Aquella noche misma juntó a sus consiliarias [consejeras], y resolvió con ellas la salida de ocho de sus hermanas, teniendo por superiora a la respetable madre Clara Podestá, que contrajo íntima amistad con nuestra amada madre. Dos días bastaron para arreglar su ajuar.
En esos mismos días los reverendos padres franciscanos llegaron de Roma en número de 15, llevando con ellos la cantidad de plata convenida con el Sr. Fernández, y las autorizaciones necesarias de la parte del Sumo Pontífice. Todo estando tan bien dispuesto por la Providencia, nada retardaba más nuestro embarco.
Fue entonces que recibimos de la parte de nuestra muy amada madre de nuestro Monasterio de Milán una nueva demostración de su cuidado y de su tierna solicitud, de lo que conservaremos eterna gratitud. Ella quiso estar enteramente asegurada, desde el principio, de nuestra navegación, por lo cual nos envió al incomparable amigo de nuestra familia, el respetable presbítero don Cayetano Zumagalli ¡Oh, cuánto supo interesarse en nuestro favor! Él fue a visitar en el vapor los camarotes que nos habían señalado, y habiendo hallado que debíamos estar muy incómodas, pensó no poder emplear mejor los dos mil francos que nuestra excelente madre de Milán había tenido la caritativa bondad de enviarnos por su intermedio, que en procurarnos los primeros puestos.
Los acontecimientos posteriores dieron motivo para admirar la divina Providencia en esta disposición, y nos inspiraron la más viva gratitud hacia este buen sacerdote, del cual Dios se sirvió para preservarnos de mayores desgracias.

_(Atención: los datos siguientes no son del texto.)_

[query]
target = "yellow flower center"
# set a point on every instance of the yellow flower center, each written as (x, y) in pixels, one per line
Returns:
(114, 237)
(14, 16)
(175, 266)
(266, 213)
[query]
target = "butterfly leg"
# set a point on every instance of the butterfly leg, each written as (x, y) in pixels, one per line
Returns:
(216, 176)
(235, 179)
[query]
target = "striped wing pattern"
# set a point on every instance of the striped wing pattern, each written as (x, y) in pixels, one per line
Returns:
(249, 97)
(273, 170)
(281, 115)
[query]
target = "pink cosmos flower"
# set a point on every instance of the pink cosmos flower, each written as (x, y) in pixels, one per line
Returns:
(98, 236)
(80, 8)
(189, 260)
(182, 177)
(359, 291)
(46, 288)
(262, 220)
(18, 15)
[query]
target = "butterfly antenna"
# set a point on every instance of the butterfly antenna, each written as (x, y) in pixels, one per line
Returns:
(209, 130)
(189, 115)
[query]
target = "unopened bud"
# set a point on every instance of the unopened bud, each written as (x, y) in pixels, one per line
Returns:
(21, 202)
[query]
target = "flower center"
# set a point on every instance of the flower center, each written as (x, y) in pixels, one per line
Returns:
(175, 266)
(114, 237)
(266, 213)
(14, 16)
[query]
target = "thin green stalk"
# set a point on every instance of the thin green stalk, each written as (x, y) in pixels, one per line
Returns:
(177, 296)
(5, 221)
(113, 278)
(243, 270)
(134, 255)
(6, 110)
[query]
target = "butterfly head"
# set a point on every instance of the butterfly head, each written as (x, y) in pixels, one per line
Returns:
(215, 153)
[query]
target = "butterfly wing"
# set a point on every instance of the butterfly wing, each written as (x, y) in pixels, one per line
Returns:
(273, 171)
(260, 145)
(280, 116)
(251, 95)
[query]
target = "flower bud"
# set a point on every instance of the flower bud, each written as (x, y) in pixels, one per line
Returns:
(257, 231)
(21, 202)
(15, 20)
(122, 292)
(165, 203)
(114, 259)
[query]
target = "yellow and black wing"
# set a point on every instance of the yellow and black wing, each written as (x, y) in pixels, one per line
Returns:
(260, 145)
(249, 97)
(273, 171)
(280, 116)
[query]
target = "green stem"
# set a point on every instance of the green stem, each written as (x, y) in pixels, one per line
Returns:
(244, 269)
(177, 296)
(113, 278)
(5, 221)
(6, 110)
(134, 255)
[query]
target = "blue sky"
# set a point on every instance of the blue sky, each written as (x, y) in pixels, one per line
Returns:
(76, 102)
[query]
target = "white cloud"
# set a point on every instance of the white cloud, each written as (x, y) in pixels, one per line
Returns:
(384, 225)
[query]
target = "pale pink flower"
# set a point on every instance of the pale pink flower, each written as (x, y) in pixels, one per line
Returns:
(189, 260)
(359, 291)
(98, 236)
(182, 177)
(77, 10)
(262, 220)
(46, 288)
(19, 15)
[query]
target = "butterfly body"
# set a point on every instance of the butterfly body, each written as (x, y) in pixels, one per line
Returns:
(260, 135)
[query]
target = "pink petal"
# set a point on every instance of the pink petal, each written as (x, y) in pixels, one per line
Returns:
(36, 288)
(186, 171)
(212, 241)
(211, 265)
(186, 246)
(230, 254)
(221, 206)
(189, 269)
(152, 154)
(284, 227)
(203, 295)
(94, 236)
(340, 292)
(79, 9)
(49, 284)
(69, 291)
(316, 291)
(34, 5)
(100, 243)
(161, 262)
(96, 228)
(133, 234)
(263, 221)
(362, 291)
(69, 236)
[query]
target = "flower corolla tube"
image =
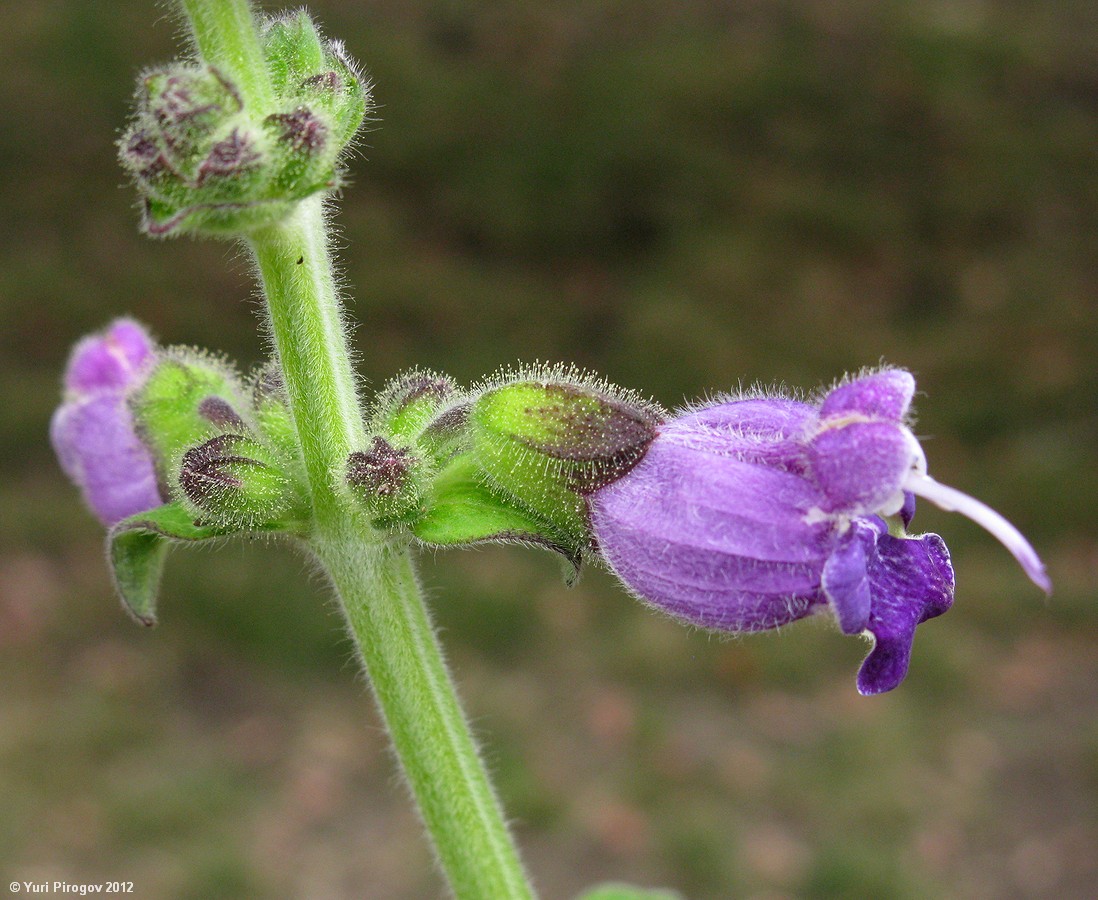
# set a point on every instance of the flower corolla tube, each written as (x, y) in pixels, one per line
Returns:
(750, 514)
(93, 431)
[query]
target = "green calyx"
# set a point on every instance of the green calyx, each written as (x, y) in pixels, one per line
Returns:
(550, 442)
(206, 161)
(512, 462)
(235, 481)
(226, 454)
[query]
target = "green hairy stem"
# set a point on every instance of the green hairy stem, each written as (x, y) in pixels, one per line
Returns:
(372, 572)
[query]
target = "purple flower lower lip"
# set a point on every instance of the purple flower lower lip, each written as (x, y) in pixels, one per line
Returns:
(751, 514)
(92, 431)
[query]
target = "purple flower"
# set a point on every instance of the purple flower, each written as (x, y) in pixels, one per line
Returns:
(751, 514)
(92, 431)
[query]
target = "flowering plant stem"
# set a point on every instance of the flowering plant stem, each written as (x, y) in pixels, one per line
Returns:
(371, 572)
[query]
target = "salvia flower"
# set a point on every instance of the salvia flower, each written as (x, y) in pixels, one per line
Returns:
(93, 432)
(750, 514)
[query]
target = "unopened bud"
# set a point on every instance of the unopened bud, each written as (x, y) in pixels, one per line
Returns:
(384, 479)
(208, 159)
(407, 403)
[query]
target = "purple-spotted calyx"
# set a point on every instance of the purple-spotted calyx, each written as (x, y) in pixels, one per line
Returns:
(93, 431)
(750, 514)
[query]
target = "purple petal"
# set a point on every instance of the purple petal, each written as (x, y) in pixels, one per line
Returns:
(911, 581)
(846, 578)
(109, 360)
(860, 467)
(99, 450)
(884, 395)
(713, 540)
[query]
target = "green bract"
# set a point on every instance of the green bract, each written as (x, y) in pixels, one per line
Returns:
(548, 442)
(206, 161)
(236, 482)
(512, 461)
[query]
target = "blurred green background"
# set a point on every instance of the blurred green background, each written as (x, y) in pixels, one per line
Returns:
(684, 197)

Fue el 23 de agosto a tres horas y media de la tarde que salimos de nuestro monasterio de Génova. Como esa querida familia había granjeado nuestra íntima dilección, esta segunda separación despertó todas las impresiones de la primera. Nuestras amables hermanas se excedieron a sí mismas en esos últimos días en cordialidad, en atenciones, en penitencias, en prevenciones, y nos ofrecieron una porción de pequeñas provisiones para el viaje.

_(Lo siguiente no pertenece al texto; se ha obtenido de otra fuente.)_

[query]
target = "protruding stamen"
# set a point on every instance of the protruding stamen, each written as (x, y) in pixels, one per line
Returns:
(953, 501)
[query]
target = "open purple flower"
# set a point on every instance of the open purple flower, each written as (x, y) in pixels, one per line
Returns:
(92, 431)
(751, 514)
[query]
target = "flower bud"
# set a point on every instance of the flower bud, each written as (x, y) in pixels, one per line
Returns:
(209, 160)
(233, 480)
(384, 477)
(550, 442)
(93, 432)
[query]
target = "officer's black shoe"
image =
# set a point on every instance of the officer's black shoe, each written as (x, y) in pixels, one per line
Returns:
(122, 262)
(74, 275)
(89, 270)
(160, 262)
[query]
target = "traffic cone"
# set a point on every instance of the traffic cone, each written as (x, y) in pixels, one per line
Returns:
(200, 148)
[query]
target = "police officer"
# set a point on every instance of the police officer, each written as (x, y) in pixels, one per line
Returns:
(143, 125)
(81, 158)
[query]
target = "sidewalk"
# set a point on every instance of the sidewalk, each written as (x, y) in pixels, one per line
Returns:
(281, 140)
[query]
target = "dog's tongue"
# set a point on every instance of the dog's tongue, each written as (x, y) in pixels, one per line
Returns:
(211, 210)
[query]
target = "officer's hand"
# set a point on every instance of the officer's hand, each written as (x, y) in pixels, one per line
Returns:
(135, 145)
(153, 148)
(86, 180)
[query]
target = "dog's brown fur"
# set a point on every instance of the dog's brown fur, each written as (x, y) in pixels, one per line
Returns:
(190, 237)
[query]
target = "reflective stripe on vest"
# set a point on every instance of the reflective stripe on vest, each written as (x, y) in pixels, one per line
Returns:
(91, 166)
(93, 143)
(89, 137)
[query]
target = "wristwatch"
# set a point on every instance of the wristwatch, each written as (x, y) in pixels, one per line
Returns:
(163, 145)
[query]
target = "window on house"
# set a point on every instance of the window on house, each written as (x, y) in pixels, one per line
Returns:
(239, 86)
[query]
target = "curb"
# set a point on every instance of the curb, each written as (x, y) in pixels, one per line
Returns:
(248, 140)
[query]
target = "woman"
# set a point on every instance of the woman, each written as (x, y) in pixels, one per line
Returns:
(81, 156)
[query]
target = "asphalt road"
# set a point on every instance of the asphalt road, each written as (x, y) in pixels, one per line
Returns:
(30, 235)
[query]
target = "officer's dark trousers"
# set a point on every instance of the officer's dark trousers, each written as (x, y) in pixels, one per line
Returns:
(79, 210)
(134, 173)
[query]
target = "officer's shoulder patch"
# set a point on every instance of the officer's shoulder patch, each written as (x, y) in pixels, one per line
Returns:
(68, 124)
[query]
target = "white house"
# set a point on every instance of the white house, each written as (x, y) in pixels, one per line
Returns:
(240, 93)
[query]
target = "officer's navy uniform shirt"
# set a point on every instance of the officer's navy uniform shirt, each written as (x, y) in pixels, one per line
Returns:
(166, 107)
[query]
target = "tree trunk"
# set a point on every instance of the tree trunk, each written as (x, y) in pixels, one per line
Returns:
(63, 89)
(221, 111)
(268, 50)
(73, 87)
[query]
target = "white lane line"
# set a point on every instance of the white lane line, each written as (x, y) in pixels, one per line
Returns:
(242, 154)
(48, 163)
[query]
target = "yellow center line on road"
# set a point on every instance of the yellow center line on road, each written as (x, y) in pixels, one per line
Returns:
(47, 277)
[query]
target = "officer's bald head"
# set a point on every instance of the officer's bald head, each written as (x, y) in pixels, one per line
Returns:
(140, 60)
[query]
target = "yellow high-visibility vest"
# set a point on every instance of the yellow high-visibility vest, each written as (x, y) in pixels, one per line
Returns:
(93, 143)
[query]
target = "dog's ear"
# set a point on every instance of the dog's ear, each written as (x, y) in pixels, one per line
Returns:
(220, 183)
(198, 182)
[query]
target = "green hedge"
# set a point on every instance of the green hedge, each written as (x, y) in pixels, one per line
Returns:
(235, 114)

Mientras nuestro corazón estaba afligido por la separación, la punta [?] de nuestro espíritu bendecía el momento en que podíamos, al fin dejarnos enteramente a la merced de la divina Providencia, para la ejecución del designio que tenía sobre nosotras. El pequeño vapor, nombrado El Piamonte, fue el que nos llevó desde Génova a Marsella, siendo nuestra comitiva muy numerosa. Nos fue preciso alojarnos muy al estrecho; dos cuartitos muy chicos, cercanos el uno del otro, contenían trece religiosas.
El mar, que la noche precedente parecía amenazante, se había puesto en la mañana en una perfecta calma. A pesar de eso, como no estábamos acostumbradas, apenas levantado el áncora [ancla] nuestros estómagos se descompusieron y resintieron todo el trastorno imaginable. Esta primera noche fue de las más penosas. A la mañana no estábamos mejor. No había ninguna de nosotras que estuviese en estado de socorrer a las demás. Al fin a las seis de la tarde abordamos en Marsella.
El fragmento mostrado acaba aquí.